Piqué au vif
Les entomologistes sont formels. Cette branche de la zoologie dont l'objet est l'étude des insectes est un enjeu primordial. Avec près de 1,3 million d'espèces décrites et existantes actuellement, elles constituent la plus grande part de la biodiversité animale.
Pas de discrimination dans ce maxi-microcosme. Que ce soit pour combler le déficit protéique des humains ou pour ouvrir d’autres voies à la médecine du futur, la recherche s’intensifie et les chercheurs, dans la solitude de leurs laboratoires dissèquent et lamellisent tout ou parties de ces petites bêtes, dans l’espoir d’en extirper LA molécule miracle qui sauvera le monde.
Dans ce cercle très restreint, au sein du CNRS, Émile ne vivait que pour son microscope. Un jour, il en était sûr, ce serait la gloire. Sa découverte serait médiatisée sur toute la planète. Évidemment, cela ne se ferait pas sans échecs et déconvenues divers. Mais sa résilience était telle que se relever serait un réflexe.
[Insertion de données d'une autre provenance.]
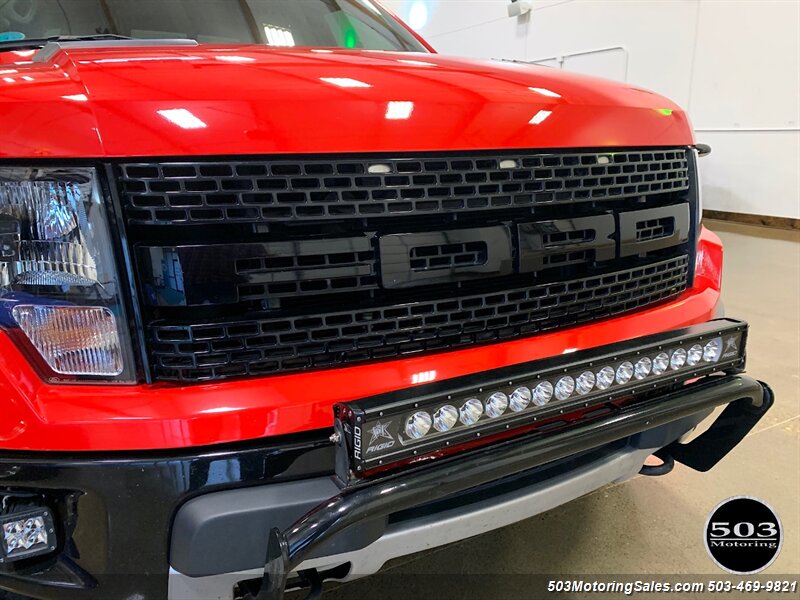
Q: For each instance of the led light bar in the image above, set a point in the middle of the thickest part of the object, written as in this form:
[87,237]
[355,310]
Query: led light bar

Il se répétait comme un mantra, la maxime de La Fontaine : « cent fois sur le métier, remettez votre ouvrage ».
Des années passèrent… des décennies… Emile blanchit sous le harnais… ses manipulations devinrent moins précises. Son enthousiasme déclinait. Afin de lui permettre d’attendre tranquillement la retraite, il fut affecté à la lutte biologique contre les moustiques. Après les avoir minutieusement séparés, il fut chargé de la stérilisation des femelles, dont on sait qu’elles seules piquent, et partant, véhiculent toutes sortes de maladies dommageables.
C’est à ce moment qu’instinctivement informées de ce dessein exterminatoire, elles se liguèrent dans un harcèlement vibrionnant permanent, qui finit par avoir raison des dernières poussières de sa vocation.
Il n’aurait jamais le Nobel.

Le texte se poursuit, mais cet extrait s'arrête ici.